The neighbor across the landing buzzes us in. To get into the apartment, first one must unlock a gate that leads onto an L-shaped terrace in a courtyard. The neighbor has a key to the gate, but nothing more. Glass french doors with interior shutters lead from the terrace into the kitchen, dining room, and my room. Since both the glass exterior doors and the interior shutters swing in, it is impossible to lock the wooden doors from the outside. On the kitchen doorway, one glass door is removed and this wooden door is the one we lock when we go out. We've left the other wooden shutters open (good thing or else this would have been much worse), but all the french doors are fastened shut. Now we have to decide which original-to-the-house pane of glass to break in order to reach the mechanism that will release the door's latch.
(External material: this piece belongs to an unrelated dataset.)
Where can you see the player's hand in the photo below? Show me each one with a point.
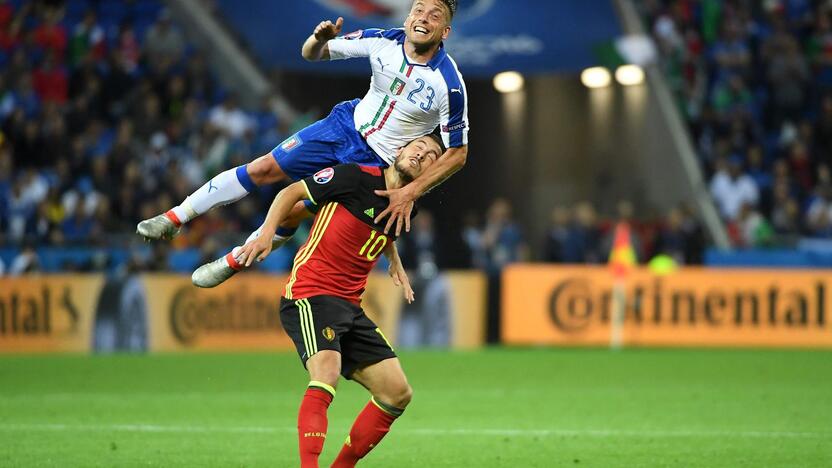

The neighbor brings a hammer, chooses carefully, breaks pane, and we are in.

We take a close look at the front door lock, which looks like it can be easily removed from the inside. The trick will be to find someone who has a replacement lock of the same aged style and will actually show up and do the job in two days before we must leave. R decides to go to her meeting. I had intended to visit Old Molfetta during her meeting, but somehow don't feel like walking its narrow, darkening streets by myself. Instead I walk the straight main streets with a purpose, a little on edge, a little suspicious, trying to clear my mind of this unsettling day. I've lived in NYC for thirty years and have never had an experience like today. I return to Via Amedeo and soon R returns as well, full of odd stories about fixing the roof and people's reluctance NOT to pay under the table. We have a quick dinner of beef cutlets, salad with fresh fennel, and fruit. Then we chat about everything and nothing, emptying our brains and adjusting our tomorrow's plans to include banks and locksmiths.